[PATCH] Linux NUMA support for HotSpot

Mon Mar 3 04:19:13 PST 2008

On Monday 03 March 2008 14:30:17 Andi Kleen wrote:
> On Mon, Mar 03, 2008 at 12:52:40PM +0300, Igor Veresov wrote:
> > I haven't studied your changes in detail but I have a NUMA-aware
> > allocator for Linux in works
>
> Ok maybe you can do something with my patch then.
>
> > and I do see speedups, which are similar to what I was able to
> > get from Solaris. About 8% for specjbb2005 on a dual-socket Opteron. So
> > it's
>
> Ok I only did micro benchmarks. Maybe they were not strong enough.
> For some simple allocations I didn't get any numa local placement
> at least according to the benchmark numbers.
>

Well, obviously on microbenchmarks you should see even more speedup.
To be exact, there is a 30% difference in latency in a 2-socket Opteron (1 HT 
hop) system and there's even more for 2 and 3-hop systems.

> > all working quite well, actually.
>
> One obvious issue I found in the Solaris code was that it neither
> binds threads to nodes (afaik), nor tries to keep up with a thread
> migrating to another node. It just assumes always the same thread:node
> mapping which surely cannot be correct?
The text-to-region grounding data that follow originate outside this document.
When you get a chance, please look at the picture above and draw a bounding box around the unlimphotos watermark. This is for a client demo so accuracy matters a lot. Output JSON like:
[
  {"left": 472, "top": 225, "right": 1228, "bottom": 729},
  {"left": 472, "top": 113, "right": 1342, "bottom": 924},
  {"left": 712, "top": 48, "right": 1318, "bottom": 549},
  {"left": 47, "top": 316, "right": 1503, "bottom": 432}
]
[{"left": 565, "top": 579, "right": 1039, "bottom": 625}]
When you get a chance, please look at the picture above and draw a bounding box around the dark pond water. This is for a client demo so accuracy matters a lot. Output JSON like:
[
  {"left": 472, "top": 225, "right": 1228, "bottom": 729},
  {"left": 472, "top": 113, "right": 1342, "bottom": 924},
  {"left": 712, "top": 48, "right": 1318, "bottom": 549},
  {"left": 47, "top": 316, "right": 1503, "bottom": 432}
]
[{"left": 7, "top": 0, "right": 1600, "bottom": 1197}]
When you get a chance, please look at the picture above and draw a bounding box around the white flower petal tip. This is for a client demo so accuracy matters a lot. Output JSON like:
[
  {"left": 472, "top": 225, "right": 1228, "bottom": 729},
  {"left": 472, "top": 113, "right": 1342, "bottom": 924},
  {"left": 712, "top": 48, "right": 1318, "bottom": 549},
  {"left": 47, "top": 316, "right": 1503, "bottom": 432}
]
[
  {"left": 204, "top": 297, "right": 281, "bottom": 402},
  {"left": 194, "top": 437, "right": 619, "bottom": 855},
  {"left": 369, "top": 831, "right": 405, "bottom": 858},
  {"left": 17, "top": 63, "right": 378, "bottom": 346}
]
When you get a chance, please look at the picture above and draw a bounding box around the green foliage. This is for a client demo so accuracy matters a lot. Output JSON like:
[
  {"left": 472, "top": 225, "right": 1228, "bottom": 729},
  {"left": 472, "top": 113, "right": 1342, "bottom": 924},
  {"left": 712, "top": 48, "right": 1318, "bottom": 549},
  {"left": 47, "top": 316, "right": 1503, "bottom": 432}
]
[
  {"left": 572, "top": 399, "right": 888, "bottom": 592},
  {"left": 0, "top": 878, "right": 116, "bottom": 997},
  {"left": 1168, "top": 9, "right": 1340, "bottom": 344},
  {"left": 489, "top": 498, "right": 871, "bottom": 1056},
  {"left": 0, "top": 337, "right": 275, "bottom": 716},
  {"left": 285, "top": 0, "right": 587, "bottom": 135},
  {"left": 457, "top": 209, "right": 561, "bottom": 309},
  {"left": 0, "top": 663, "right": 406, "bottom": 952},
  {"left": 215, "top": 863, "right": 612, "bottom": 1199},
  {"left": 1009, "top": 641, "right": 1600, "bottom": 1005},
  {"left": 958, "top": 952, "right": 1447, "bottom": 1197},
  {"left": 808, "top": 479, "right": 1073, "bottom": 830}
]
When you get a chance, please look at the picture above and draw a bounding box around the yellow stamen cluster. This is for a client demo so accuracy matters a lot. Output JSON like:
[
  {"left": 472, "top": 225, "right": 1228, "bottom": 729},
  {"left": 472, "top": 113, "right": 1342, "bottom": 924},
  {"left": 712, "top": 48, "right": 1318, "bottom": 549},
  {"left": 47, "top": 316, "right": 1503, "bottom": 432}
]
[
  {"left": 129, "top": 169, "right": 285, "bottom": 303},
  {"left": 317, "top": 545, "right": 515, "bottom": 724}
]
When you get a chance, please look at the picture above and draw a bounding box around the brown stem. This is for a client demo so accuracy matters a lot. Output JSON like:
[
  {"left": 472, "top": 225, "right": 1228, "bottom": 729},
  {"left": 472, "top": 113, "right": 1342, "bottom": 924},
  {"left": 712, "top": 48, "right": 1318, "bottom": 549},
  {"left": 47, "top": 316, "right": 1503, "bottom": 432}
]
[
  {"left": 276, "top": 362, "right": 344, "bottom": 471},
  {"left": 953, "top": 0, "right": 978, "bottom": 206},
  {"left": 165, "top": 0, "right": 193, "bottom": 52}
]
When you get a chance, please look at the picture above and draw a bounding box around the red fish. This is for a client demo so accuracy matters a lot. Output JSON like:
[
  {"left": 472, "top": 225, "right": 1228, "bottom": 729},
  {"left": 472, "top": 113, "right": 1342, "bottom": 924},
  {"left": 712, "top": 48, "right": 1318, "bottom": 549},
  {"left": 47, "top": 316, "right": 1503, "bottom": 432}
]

It is however correct. Solaris assigns a home locality group (a node) to each 
lwp. And while lwps can be temporary migrated to a remote group, page 
allocation still happens on a home node and the lwp is predominantly 
scheduled to run in its home lgroup. For more information you could refer to 
the NUMA chapter of the "Solaris Internals" book or to blogs of Jonathan Chew 
and Alexander Kolbasov from Solaris CMT/NUMA team.

>
> On the Linux implementation I solved that by using getcpu() on
> each allocation (on recent Linux it is a special optimized fast path
> that is quite fast)

I doubt that executing a syscall on every allocation (even if it's a TLAB 
allocation) is a good idea. It's many times slower than the original "bump 
the pointer with the CAS spin" allocator. Linux scheduler is quite reluctant 
to move lwps between the nodes, so checking the lwp position every, say, 64 
TLAB allocations proved to be adequate. On Solaris even that is not 
necessary.

igor